Stone walls
Abandoned stone walls are the signatures of rural
New England.
In 1939, the mining engineer Oliver Bowles, using
data from an 1872 Department of Agriculture report
on fences, estimated that there were approximately
240,000 miles of stone walls in New England. That’s
longer than the U.S. coastline.
Most stone walls in Lincoln are drystone walls. Drystone
walls are laid up without mortar. Gravity keeps
everything in place. One advantage to dry walls is
that they can be taken apart and reassembled.
EARLY HISTORY
New England did not become stony until the Laurentide
Ice Sheet invaded the region from central Canada
fifteen to thirty thousand years ago.
There is the mistaken impression that stone walls are primarily a colonial phenomenon. They are not. Although walls were being built from the time of the first settlement to the end of the pioneering stage, most were built in the half century between the end of the American Revolution and the construction of the first railroads.

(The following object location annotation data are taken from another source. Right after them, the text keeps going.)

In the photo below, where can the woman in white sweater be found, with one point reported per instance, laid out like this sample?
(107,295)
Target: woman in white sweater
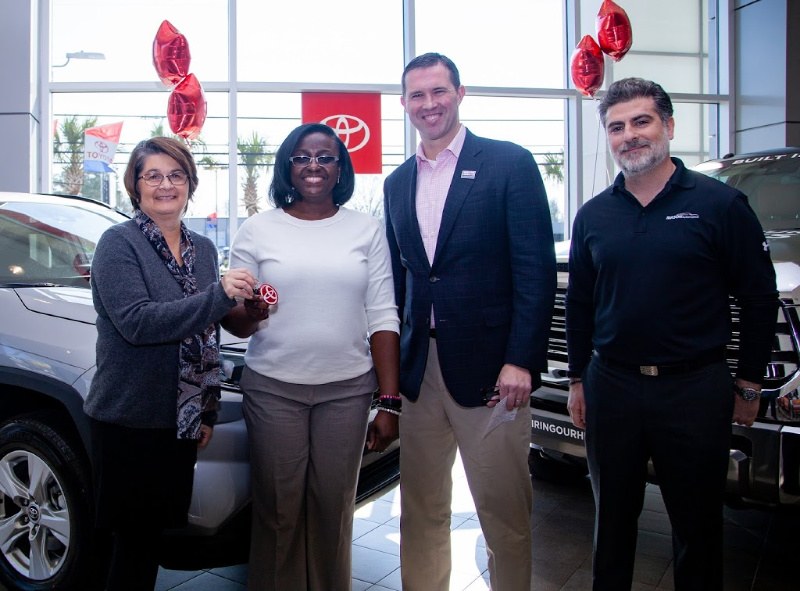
(313,362)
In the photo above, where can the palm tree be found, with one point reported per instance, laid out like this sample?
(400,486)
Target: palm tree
(68,150)
(554,166)
(253,153)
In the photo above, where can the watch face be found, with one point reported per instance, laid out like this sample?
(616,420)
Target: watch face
(748,394)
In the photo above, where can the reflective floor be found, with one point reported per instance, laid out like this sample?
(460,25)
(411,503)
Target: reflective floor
(762,548)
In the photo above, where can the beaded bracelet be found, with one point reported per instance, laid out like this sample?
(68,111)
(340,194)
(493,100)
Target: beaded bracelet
(391,403)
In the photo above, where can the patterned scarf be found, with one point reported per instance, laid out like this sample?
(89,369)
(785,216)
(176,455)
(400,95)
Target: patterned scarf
(199,385)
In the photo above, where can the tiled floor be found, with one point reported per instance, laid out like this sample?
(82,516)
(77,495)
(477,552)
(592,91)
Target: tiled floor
(762,548)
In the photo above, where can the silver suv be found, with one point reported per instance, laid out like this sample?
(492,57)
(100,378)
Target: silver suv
(47,360)
(764,465)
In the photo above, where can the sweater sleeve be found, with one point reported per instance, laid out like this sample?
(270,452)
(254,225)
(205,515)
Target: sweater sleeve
(380,305)
(134,289)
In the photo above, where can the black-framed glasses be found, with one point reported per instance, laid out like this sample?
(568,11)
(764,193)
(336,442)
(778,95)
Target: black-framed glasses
(155,179)
(301,161)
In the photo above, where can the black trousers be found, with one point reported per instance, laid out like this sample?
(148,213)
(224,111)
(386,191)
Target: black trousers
(682,422)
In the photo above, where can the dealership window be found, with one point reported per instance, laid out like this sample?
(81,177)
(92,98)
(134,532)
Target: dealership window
(254,60)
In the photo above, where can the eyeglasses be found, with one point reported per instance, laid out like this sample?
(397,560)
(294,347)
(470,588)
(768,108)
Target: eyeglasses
(156,178)
(301,161)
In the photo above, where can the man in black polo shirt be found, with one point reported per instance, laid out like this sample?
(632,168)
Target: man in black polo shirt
(653,261)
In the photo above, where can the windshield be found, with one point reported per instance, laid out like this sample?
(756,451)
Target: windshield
(771,183)
(50,242)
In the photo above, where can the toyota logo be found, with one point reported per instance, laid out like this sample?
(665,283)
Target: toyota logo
(33,512)
(353,132)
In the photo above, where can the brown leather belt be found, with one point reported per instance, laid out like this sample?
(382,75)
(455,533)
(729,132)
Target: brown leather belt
(682,367)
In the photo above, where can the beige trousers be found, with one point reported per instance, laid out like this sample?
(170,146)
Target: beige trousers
(496,466)
(305,452)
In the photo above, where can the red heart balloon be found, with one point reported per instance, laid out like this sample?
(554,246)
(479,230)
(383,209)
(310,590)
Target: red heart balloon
(614,32)
(587,66)
(187,107)
(171,56)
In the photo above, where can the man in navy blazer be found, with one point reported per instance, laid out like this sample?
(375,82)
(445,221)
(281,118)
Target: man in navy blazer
(471,239)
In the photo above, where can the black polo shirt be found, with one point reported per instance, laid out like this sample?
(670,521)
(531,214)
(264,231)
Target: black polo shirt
(650,285)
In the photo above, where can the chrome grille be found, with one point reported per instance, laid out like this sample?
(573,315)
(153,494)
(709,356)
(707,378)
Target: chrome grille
(784,361)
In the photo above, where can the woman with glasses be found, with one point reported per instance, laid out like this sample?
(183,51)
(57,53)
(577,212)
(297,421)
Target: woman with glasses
(313,362)
(154,396)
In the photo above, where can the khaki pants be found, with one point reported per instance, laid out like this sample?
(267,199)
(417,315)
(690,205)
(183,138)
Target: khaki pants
(305,452)
(496,466)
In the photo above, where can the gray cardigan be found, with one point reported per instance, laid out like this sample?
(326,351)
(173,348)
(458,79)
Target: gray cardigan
(142,316)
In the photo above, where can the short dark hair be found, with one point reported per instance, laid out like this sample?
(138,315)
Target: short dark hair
(281,186)
(173,148)
(627,89)
(428,60)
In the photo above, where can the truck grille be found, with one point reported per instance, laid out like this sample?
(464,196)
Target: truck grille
(783,366)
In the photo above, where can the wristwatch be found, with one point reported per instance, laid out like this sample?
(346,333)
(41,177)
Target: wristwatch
(747,394)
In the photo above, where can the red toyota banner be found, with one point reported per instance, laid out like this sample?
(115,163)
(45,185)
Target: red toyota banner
(356,118)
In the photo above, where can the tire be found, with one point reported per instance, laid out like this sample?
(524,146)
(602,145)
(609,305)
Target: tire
(543,467)
(45,507)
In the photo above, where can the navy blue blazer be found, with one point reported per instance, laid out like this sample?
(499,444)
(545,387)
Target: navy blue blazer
(493,277)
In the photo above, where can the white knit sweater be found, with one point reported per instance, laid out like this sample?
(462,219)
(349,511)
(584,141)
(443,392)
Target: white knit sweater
(334,284)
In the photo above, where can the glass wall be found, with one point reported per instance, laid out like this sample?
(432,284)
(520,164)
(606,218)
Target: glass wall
(255,59)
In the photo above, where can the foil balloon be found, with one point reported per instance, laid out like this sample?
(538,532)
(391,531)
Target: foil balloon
(587,66)
(186,110)
(171,56)
(614,33)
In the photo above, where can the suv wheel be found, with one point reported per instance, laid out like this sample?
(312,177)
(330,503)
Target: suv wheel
(45,517)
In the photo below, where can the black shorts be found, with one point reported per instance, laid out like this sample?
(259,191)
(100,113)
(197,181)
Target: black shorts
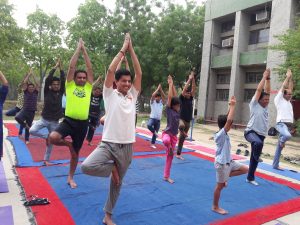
(76,129)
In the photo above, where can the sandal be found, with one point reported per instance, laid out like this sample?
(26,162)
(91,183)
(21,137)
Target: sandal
(36,201)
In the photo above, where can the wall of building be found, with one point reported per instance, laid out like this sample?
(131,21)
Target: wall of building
(217,8)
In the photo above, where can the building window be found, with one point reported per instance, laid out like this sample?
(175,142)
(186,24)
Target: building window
(253,77)
(248,94)
(223,78)
(222,94)
(259,36)
(227,26)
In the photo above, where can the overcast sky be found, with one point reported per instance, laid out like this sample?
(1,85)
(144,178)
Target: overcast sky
(64,9)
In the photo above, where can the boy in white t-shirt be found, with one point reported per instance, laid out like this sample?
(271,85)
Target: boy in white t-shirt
(225,166)
(113,155)
(285,116)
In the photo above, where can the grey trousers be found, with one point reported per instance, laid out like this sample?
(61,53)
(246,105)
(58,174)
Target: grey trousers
(100,163)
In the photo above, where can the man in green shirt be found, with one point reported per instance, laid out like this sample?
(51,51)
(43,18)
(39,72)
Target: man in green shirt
(75,124)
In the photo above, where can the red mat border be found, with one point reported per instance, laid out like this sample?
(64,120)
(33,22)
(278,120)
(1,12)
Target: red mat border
(44,214)
(55,212)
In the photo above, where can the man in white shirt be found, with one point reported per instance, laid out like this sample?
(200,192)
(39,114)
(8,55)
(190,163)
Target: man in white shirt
(285,116)
(113,156)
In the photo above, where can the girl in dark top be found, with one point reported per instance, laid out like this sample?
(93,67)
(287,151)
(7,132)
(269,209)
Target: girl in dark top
(169,135)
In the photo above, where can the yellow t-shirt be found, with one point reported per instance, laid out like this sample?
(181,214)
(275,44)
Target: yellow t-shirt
(78,100)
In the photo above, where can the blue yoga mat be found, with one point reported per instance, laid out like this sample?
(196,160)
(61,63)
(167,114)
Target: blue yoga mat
(147,199)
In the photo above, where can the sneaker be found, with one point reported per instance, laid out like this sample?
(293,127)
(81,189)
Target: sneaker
(252,182)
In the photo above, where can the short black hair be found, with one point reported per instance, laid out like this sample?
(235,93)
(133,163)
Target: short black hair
(55,79)
(175,101)
(222,119)
(263,94)
(122,72)
(79,71)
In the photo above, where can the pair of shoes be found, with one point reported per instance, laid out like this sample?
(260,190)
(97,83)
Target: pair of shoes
(253,182)
(238,151)
(37,201)
(153,146)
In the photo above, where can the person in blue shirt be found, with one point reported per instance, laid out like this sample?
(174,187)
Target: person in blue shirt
(3,94)
(225,166)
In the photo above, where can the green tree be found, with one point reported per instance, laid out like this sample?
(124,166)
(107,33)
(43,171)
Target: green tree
(91,24)
(11,59)
(290,45)
(43,41)
(178,40)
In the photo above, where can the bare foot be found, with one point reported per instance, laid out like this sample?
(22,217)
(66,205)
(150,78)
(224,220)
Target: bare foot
(72,183)
(179,157)
(170,151)
(219,210)
(108,221)
(168,179)
(47,141)
(115,175)
(47,163)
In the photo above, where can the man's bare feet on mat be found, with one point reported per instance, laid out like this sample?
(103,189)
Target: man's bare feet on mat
(72,183)
(168,179)
(108,220)
(115,175)
(47,163)
(219,210)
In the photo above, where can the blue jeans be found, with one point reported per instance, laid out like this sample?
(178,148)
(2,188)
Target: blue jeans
(153,125)
(257,144)
(284,135)
(37,126)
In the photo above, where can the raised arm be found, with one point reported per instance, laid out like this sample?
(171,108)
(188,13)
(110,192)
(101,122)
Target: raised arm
(170,92)
(137,68)
(36,84)
(73,62)
(98,82)
(110,76)
(162,93)
(88,64)
(3,80)
(25,81)
(230,114)
(262,84)
(155,92)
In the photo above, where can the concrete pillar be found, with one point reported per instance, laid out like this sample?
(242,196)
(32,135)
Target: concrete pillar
(205,69)
(281,19)
(237,78)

Settlers felled forests and cleared land of rocks and stone. The first walls were mere dumps along a field’s periphery. Later people built more sophisticated walls.
Stone was not their first choice of fencing material: Widespread use of it began only when other alternatives – stumps and split rails – grew scarce because of overclearing.
Thousands of fence lines became magnets for the stone refuse that would otherwise have ended up in piles. The large boulders were rolled into position; smaller stones were tossed above and between them. As the stone accumulated, primitive “tossed” walls began to rise up out of the weeds, replacing the lower tiers of wooden fences.